Disampaikan pula bahwa Pancasila bukan sekadar dasar negara maupun ideologi bangsa, melainkan juga menjadi pedoman hidup yang harus diwujudkan dalam tindakan nyata sehari-hari. Nilai-nilai ketuhanan, kemanusiaan, persatuan, kerakyatan, dan keadilan sosial harus terus menjadi landasan dalam kehidupan bermasyarakat, berbangsa, dan bernegara.

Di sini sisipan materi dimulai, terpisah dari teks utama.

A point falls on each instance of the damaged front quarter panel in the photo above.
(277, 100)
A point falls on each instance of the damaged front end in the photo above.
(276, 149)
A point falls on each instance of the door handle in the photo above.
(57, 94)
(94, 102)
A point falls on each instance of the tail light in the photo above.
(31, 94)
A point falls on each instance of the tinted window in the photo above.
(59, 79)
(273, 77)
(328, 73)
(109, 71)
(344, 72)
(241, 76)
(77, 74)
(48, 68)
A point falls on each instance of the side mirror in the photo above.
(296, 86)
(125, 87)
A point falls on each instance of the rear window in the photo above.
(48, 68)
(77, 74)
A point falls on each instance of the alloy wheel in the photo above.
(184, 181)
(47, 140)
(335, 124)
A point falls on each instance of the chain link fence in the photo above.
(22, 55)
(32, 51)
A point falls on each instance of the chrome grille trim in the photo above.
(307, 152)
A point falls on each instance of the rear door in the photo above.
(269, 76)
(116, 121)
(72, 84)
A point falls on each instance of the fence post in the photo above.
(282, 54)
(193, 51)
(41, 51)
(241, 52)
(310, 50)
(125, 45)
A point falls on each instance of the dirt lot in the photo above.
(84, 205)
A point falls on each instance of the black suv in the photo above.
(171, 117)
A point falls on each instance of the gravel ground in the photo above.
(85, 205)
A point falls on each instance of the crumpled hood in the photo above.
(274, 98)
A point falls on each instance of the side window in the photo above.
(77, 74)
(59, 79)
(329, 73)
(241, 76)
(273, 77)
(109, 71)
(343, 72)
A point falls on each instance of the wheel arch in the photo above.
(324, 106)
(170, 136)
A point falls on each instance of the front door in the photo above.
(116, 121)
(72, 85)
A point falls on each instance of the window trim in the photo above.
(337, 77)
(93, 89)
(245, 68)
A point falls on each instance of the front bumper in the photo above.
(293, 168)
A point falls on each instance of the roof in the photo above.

“Nilai-nilai luhur Pancasila tidak hanya relevan untuk menjaga keutuhan bangsa Indonesia, namun juga menjadi jawaban atas upaya menciptakan perdamaian dunia yang abadi,” demikian kutipan amanat Kepala BPIP yang dibacakan dalam upacara tersebut.
Melalui peringatan Hari Lahir Pancasila Tahun 2026, seluruh jajaran Bawaslu Kabupaten Pangandaran diajak untuk menjadikan Pancasila sebagai living ideology, yaitu ideologi yang hidup dan tercermin dalam setiap sikap, perilaku, serta pengambilan keputusan, baik dalam kehidupan pribadi maupun dalam pelaksanaan tugas kelembagaan.
Sebagai lembaga pengawas pemilu, Bawaslu Kabupaten Pangandaran memiliki tanggung jawab untuk terus menanamkan dan mengimplementasikan nilai-nilai Pancasila dalam setiap proses pengawasan, pencegahan, dan penindakan pelanggaran pemilu maupun pemilihan. Semangat persatuan, keadilan, integritas, dan gotong royong yang terkandung dalam Pancasila menjadi fondasi penting dalam menjaga kualitas demokrasi yang berkeadilan dan bermartabat.
Peringatan Hari Lahir Pancasila ini diharapkan tidak hanya menjadi kegiatan seremonial semata, tetapi juga menjadi momentum untuk memperkuat semangat kebangsaan, mempererat persatuan, serta meningkatkan komitmen seluruh insan Bawaslu Kabupaten Pangandaran dalam mengawal demokrasi yang berlandaskan nilai-nilai Pancasila demi terwujudnya Indonesia yang maju, berdaulat, adil, dan makmur.